Il y a 4.000 ans, les feuilles de calcul s’écrivaient sur des tablettes d’argile


4,000 years ago, the spreadsheets were written on clay shelves

Archeology

Hundreds of administrative tablets, dating back more than 4000 years, have recently been discovered on the archaeological site of Girsu, in southern Iraq. This uncovered, the fruit of a collaboration between the archaeologists of the British Museum and the Iraqi authorities, reveals the extent of an extremely sophisticated ancient bureaucracy, considered as the precursor of modern administrative systems.
These clay tablets, dating from the Empire of Akkad (2300-2150 BC), represent a precious source of information on the internal cogs of one of the very first known imperial experiences of history.
“These are the calculation sheets of the Empire, the very first material evidence of the very first empire in the world,” said Sébastien Rey, a curator of the ancient Mesopotamia at the British Museum and Director of the GIRSU project, at the Guardian, stressing the importance of such a discovery.
Girsu is one of the oldest cities in the world. Covering hundreds of hectares to its peak, it is one of the independent Sumerian cities conquered around 2300 BC. AD by King Mesopotamian Sargon. The latter was from the city of Akkad, whose location is still unknown, but which was probably near the current Baghdad. Historians consider him the first emperor in history.
Until these last excavations, information on this empire was limited to fragmentary royal inscriptions or much later copies of Akkadian inscriptions “which are not entirely reliable”, confides Sébastien Rey, “for the first time, we have concrete evidence, thanks to in situ artifacts”, he adds about these new tablets.

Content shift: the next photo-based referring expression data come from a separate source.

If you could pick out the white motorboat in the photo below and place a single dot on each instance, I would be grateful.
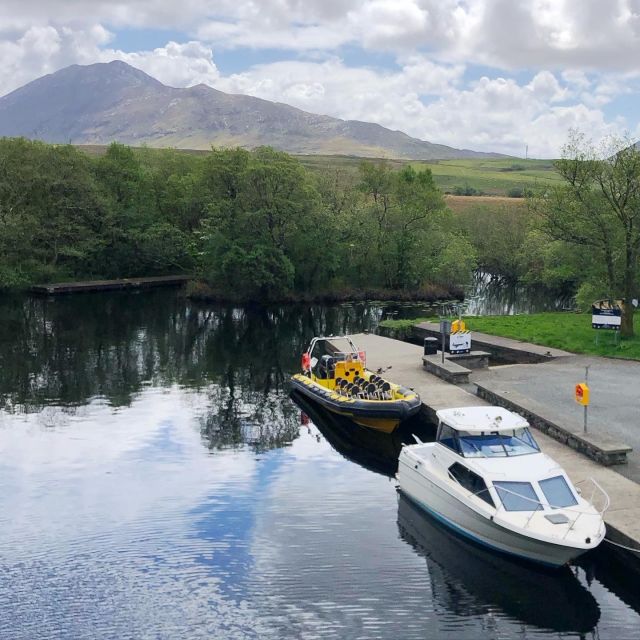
(486, 478)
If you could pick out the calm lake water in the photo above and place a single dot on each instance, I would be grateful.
(157, 482)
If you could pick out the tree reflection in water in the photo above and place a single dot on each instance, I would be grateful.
(67, 351)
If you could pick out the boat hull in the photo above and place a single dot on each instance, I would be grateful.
(381, 415)
(448, 509)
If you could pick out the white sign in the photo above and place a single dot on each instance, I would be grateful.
(460, 342)
(605, 322)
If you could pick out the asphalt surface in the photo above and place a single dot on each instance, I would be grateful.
(614, 409)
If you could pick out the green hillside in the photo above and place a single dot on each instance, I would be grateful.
(481, 176)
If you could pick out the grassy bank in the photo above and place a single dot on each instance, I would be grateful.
(568, 331)
(202, 291)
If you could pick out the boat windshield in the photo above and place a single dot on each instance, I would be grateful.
(518, 442)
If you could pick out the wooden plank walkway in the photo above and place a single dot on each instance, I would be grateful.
(405, 360)
(109, 285)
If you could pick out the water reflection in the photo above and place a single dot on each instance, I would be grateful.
(470, 581)
(68, 350)
(156, 483)
(373, 450)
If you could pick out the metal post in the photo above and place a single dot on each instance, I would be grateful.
(586, 407)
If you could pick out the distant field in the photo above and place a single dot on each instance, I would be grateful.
(489, 177)
(462, 204)
(492, 177)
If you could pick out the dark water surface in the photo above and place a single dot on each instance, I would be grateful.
(156, 482)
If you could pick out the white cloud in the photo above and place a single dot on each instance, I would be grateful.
(582, 55)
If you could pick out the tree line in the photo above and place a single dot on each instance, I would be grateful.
(252, 224)
(580, 237)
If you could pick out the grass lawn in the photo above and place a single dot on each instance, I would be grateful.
(568, 331)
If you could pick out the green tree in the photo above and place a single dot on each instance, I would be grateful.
(598, 208)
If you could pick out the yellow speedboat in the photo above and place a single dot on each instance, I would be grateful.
(334, 374)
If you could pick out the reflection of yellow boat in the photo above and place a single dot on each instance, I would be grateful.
(334, 375)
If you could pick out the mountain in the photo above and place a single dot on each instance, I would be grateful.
(100, 103)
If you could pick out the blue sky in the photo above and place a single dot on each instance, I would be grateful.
(491, 75)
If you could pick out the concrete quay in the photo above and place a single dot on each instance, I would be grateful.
(505, 350)
(405, 360)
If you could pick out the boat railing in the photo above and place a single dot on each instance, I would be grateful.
(580, 513)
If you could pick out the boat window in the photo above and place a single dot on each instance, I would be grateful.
(557, 492)
(518, 496)
(471, 481)
(447, 437)
(516, 442)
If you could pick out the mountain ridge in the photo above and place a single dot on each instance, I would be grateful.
(103, 102)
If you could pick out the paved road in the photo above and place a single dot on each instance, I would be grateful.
(615, 396)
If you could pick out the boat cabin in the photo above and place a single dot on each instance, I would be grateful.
(484, 434)
(333, 358)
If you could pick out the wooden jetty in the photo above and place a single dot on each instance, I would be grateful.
(405, 360)
(109, 285)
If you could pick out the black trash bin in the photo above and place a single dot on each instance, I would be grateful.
(430, 346)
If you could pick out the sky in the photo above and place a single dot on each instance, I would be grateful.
(512, 76)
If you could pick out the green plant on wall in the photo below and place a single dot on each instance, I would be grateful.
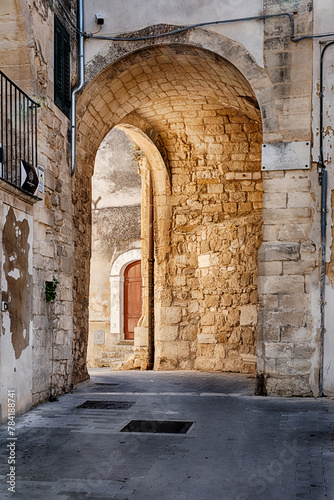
(51, 289)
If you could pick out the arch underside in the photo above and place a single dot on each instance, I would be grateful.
(197, 121)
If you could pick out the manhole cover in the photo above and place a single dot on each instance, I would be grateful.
(106, 405)
(157, 426)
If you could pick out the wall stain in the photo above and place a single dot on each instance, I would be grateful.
(16, 250)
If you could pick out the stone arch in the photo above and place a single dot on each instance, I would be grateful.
(232, 51)
(197, 102)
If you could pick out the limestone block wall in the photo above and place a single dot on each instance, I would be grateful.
(116, 232)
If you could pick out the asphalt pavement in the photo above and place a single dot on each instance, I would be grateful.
(200, 436)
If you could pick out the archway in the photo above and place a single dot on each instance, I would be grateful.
(206, 122)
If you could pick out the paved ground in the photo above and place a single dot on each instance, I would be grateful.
(240, 447)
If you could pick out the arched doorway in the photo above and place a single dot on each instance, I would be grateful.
(132, 298)
(207, 126)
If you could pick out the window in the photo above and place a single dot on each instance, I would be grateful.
(62, 70)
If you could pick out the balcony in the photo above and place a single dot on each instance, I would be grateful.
(18, 137)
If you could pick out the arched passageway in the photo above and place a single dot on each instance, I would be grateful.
(200, 127)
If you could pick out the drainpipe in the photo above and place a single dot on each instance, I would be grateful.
(81, 82)
(323, 181)
(150, 365)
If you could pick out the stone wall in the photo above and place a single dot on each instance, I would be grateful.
(116, 231)
(27, 58)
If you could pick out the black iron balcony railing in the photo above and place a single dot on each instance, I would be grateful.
(18, 136)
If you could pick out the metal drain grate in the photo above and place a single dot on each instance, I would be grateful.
(106, 405)
(158, 426)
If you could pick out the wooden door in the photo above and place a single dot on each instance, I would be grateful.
(132, 298)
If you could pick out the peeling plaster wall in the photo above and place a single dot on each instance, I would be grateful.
(16, 338)
(323, 14)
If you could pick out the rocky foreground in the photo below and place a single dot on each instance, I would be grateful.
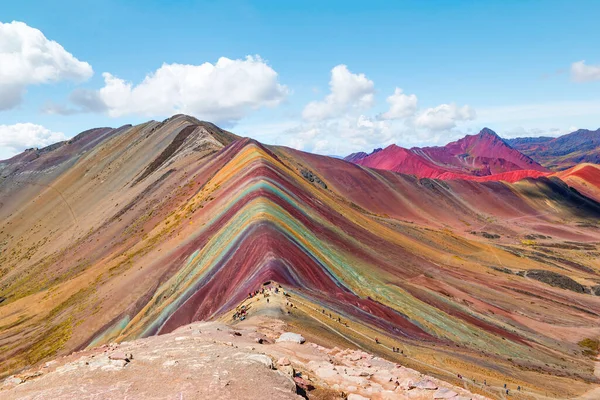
(216, 361)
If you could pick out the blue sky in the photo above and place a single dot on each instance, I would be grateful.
(508, 65)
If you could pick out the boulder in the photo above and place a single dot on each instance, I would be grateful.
(444, 393)
(283, 361)
(261, 359)
(426, 384)
(355, 396)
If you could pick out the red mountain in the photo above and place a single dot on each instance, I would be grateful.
(484, 154)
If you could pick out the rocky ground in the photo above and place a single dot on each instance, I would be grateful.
(213, 360)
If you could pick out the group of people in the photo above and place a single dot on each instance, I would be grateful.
(240, 313)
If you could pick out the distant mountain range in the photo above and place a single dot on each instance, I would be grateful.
(486, 156)
(561, 152)
(119, 234)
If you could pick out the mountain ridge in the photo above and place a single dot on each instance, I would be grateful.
(390, 253)
(483, 154)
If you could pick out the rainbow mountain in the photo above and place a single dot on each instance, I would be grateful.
(125, 233)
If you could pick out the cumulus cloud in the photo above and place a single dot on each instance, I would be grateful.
(27, 58)
(347, 91)
(581, 72)
(340, 136)
(223, 92)
(443, 117)
(401, 105)
(18, 137)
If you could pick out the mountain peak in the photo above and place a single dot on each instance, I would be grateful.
(488, 132)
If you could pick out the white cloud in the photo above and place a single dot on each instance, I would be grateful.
(348, 91)
(580, 72)
(27, 57)
(18, 137)
(401, 105)
(443, 117)
(223, 92)
(340, 136)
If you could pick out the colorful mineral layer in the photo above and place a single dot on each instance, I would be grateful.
(121, 234)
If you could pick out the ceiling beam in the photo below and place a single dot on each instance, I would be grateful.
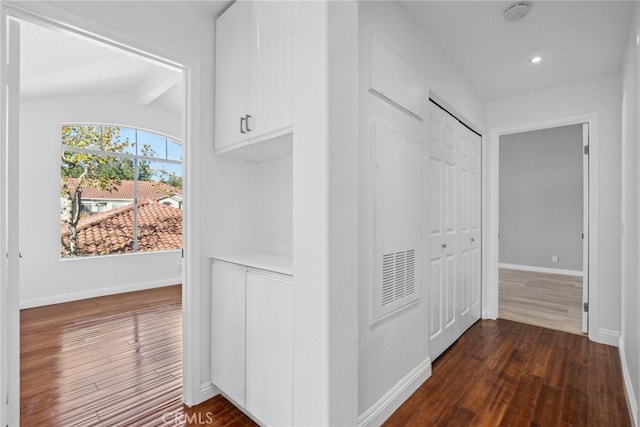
(154, 87)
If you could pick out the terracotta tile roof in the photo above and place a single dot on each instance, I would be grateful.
(146, 190)
(111, 232)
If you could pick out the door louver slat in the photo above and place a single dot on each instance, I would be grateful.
(398, 276)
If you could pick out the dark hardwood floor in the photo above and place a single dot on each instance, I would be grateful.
(110, 361)
(116, 361)
(503, 373)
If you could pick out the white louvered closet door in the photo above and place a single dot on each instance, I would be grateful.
(454, 229)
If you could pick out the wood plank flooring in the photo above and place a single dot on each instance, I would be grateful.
(503, 373)
(549, 300)
(116, 361)
(110, 361)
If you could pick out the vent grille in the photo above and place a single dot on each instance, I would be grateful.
(398, 276)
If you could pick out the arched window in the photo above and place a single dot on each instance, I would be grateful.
(121, 191)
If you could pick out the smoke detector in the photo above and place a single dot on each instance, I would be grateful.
(515, 11)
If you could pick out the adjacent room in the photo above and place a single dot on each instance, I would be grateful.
(542, 227)
(320, 213)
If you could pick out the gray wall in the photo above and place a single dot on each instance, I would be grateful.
(541, 198)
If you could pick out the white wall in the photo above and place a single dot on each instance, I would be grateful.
(273, 211)
(541, 198)
(600, 96)
(45, 278)
(185, 31)
(630, 333)
(393, 350)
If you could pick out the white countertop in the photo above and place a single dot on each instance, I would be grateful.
(276, 263)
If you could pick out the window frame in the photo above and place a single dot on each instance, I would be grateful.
(136, 159)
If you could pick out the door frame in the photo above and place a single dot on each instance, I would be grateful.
(54, 17)
(591, 229)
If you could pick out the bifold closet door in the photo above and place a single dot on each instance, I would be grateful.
(454, 229)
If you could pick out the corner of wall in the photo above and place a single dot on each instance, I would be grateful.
(628, 385)
(396, 396)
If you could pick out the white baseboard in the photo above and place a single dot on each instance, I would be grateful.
(74, 296)
(541, 269)
(606, 336)
(207, 391)
(387, 405)
(486, 314)
(628, 387)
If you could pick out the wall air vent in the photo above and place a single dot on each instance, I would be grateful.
(398, 276)
(396, 200)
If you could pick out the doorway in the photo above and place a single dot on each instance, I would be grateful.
(12, 19)
(544, 227)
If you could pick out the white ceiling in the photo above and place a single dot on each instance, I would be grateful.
(576, 40)
(54, 63)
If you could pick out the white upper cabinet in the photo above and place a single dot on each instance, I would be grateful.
(254, 45)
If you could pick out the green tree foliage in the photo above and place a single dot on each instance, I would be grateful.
(79, 170)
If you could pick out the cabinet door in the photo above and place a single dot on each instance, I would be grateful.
(271, 69)
(233, 34)
(269, 349)
(228, 330)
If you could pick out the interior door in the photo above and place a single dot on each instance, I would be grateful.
(10, 279)
(443, 245)
(585, 228)
(469, 243)
(454, 247)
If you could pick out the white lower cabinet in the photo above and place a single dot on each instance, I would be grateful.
(252, 340)
(269, 394)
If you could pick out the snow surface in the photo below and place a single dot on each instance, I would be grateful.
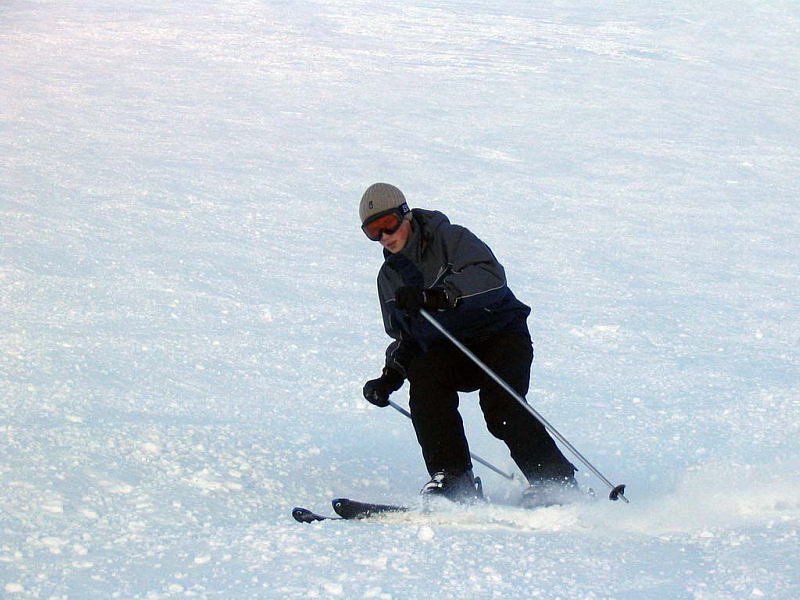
(189, 312)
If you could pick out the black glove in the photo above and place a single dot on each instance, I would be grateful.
(411, 299)
(377, 391)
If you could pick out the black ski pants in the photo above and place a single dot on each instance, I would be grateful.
(437, 375)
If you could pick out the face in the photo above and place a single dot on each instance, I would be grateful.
(396, 241)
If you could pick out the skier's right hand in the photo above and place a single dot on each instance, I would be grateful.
(377, 391)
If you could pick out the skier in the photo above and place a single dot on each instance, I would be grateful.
(444, 268)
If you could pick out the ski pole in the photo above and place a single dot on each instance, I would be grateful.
(475, 457)
(617, 491)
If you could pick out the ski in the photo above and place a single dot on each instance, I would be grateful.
(353, 509)
(303, 515)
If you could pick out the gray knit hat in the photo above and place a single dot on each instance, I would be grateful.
(378, 198)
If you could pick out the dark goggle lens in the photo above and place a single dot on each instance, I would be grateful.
(376, 227)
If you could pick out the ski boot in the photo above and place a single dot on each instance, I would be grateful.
(462, 487)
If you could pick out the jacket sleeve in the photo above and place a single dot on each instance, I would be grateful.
(402, 350)
(474, 275)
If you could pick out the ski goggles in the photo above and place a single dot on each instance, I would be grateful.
(388, 221)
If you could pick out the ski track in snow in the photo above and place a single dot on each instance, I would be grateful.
(188, 308)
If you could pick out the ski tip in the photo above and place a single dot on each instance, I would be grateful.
(303, 515)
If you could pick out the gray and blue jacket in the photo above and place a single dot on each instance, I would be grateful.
(441, 254)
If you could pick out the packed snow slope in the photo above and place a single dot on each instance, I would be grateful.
(188, 306)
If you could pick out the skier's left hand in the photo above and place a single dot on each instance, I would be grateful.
(411, 299)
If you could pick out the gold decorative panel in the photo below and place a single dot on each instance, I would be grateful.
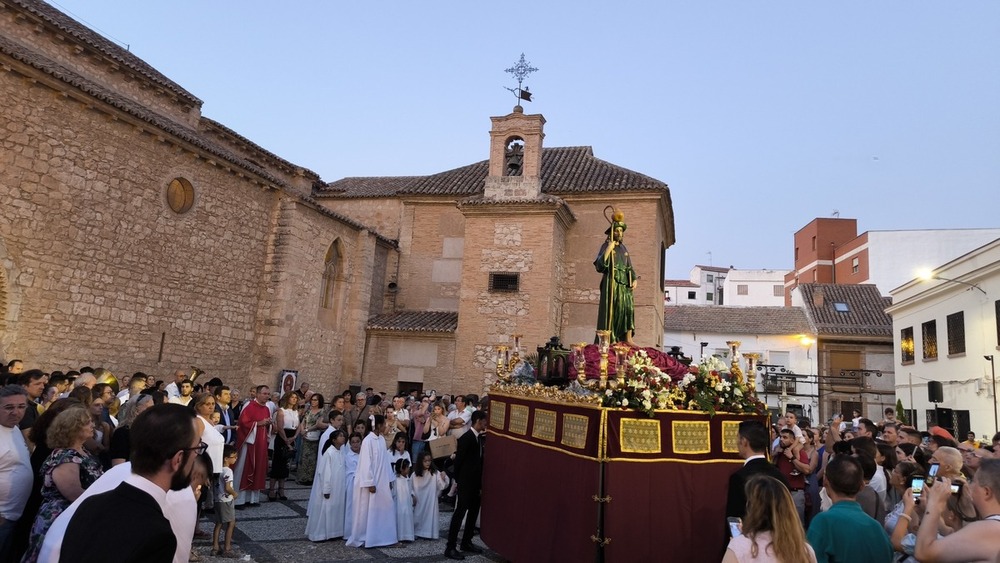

Bureaucratic obsession, for 4000 years
The curator insists on the precision of these documents: “They note absolutely everything. If a sheep dies on the borders of the Empire, it will be recorded. They are obsessed with bureaucracy ”. Thus, among the elements recorded in cuneiform writing, there are both state affairs, as well as the trades exercised by men and women, or deliveries and expenses concerning a multitude of products, from fish to domestic animals, barley to barley, textiles with precious stones.
Archaeologists have exhumed these documents in a vast state archive, which remained miraculously preserved in its original context. The site, initially searched in the 19th century and at the beginning of the 20th century, had indeed been the target of Porsers after the two Gulf wars.
The discoveries were sent to the Iraq Museum in Baghdad for a more in -depth study, for a possible loan to the British Museum.